Enid Merle was one of the first people to hear about Sandy Brewer’s arrest. A reporter from the paper who was on the scene called her immediately. As yet, all the facts weren’t in, and the conclusion was that Sandy had somehow managed to buy the cross from Mrs. Houghton, who had stolen it from the Met. This allegation, Enid knew, was false. While it was true that Louise had possessed the cross, Enid guessed that she hadn’t taken it from the Met but from Flossie Davis. Flossie had always been the obvious culprit, but what had never made sense to Enid was why Louise hadn’t returned the cross to the Met in the first place. Instead, she’d kept both the cross and the secret, protecting Flossie from being punished for her criminal act. Louise was a devout Catholic; perhaps a moral imperative had prevented her from revealing Flossie’s crime.

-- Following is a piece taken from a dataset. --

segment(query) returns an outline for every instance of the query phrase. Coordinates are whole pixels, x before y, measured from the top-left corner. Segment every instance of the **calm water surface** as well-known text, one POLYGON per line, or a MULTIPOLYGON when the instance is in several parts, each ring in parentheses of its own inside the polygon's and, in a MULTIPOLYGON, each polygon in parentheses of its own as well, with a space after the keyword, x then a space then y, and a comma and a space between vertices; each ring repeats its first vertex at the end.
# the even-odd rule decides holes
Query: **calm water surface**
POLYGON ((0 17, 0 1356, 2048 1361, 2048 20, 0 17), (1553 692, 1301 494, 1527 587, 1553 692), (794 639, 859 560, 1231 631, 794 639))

Or perhaps, Enid thought, there was another reason. Maybe Flossie had something on Louise. Enid should have gotten to the bottom of this mystery long ago, but she’d never considered it important enough. At the moment, there wasn’t time. She had a column due, and since it concerned Louise Houghton, she would have to write it herself.

Enid looked through several printed pages of research on Sandy and Connie Brewer. The story wasn’t of much importance in the larger world — certainly nowhere near the impact of a presidential election, or the innocent murder of civilians caught in a war, or all and any of the insults and indignities suffered by the common man. It was only about New York “society.” And yet, she reminded herself, the desire for some kind of society was an innate human trait, for without it, there could be no hope of civilized man. Picking out a clip of an article from Vanity Fair written about Connie Brewer and her fabulous country house in the Hamptons, Enid wondered if it was possible to have a desire for too much society. The Brewers had everything in life — four children, a private plane, no worries.

But it wasn’t enough, and now the children’s daddy might be going to jail.

It was ironic that Sandy Brewer and Mrs. Enid Houghton should end up in the same sentence. If Mrs. Houghton had been alive, she never would have acknowledged an arriviste like Sandy. Enid sat back in her chair. There was a big chunk of the story missing, but her column was due in four hours.

Positioning her hands above the keyboard, she wrote, “Louise Houghton was a good friend of mine.”

Eight hours later, Billy Litchfield woke up in his claw-footed bathtub.

Checking his arms and legs, he was surprised to find himself still very much alive — and inexplicably exultant. It was the middle of the night; nevertheless, he felt an overwhelming desire to hear David Bowie. Sliding a CD into the machine, he thought, Why not? and decided to play the entire four hours of a two-CD set spanning Bowie’s career from 1967 to 1993.